In sum, Joseph’s A Feast of Vultures is a captivating but haunting reality-check of Indian democracy. If politics is a distributive activity, which it really is, then it is literally a ‘feast’, but certainly not for ‘vultures’. In making Indian democracy metaphorically a “feast” for a few powerful “vultures”, Joseph asks us to retrospect our political optimism and our unflinching faith in our democratic order. It tears up the representative curtain that hides the ‘vultures’ of Indian democracy, the hidden business of Indian democracy that the common people never come to know about.

However, it is arguable that political optimism is the last resort if the political institutions of representative democracies don’t work but one cannot rest political optimism in vacuum too. The modern representative demo-cracies provide us with a paradoxical choice between a misplaced political optimism and the working of a representative democratic order. All over the world we are witnessing the rise of ‘neo-aristocracies’ but this time hegemonic ones.

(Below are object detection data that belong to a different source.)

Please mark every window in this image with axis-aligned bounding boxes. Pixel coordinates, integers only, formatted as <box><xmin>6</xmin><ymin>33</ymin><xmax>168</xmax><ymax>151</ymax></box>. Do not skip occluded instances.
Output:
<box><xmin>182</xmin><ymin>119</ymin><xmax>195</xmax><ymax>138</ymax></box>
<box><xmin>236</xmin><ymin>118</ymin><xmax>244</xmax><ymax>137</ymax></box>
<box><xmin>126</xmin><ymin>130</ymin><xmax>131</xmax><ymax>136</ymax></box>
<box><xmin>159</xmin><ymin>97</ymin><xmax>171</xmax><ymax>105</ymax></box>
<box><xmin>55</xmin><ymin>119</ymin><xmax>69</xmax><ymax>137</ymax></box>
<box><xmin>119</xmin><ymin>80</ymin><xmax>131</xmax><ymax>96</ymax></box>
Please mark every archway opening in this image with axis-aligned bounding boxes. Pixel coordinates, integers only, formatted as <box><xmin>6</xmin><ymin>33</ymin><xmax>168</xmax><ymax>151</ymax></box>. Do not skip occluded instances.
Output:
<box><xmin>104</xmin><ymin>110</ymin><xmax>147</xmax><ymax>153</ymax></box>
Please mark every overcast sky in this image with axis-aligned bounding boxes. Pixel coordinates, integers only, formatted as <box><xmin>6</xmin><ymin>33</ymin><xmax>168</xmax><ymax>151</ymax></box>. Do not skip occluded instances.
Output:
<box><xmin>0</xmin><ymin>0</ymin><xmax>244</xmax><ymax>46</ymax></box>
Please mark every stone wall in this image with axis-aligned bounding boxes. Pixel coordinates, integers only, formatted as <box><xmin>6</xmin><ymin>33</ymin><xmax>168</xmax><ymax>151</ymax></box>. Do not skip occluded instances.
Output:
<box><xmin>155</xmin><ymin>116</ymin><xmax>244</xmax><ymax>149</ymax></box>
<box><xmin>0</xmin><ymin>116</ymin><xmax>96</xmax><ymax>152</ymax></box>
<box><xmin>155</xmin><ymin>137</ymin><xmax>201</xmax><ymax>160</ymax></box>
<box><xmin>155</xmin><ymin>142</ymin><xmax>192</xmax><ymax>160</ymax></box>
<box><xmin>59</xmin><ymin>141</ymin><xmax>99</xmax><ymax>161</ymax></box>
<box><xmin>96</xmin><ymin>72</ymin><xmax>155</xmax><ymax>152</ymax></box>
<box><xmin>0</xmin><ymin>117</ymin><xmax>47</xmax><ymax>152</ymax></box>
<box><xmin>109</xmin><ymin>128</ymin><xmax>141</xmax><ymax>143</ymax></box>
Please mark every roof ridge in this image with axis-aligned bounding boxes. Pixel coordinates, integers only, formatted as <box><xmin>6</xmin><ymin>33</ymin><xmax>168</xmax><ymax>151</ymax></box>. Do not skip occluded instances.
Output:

It turns out that unless we reclaim the ‘political space’ that we have lost to the representative character of our democracies, we will have to continue grappling with our misplaced political optimism. Joseph’s brilliant work makes us revisit and rethink this political optimism.

The reviewer, who currently teaches Ethics and Politics (Post-Graduation course) at the School of Open Learning, University of Delhi, is the contributing author and coordinator of the forthcoming anthology Modern South Asian Thinkers being published by Sage.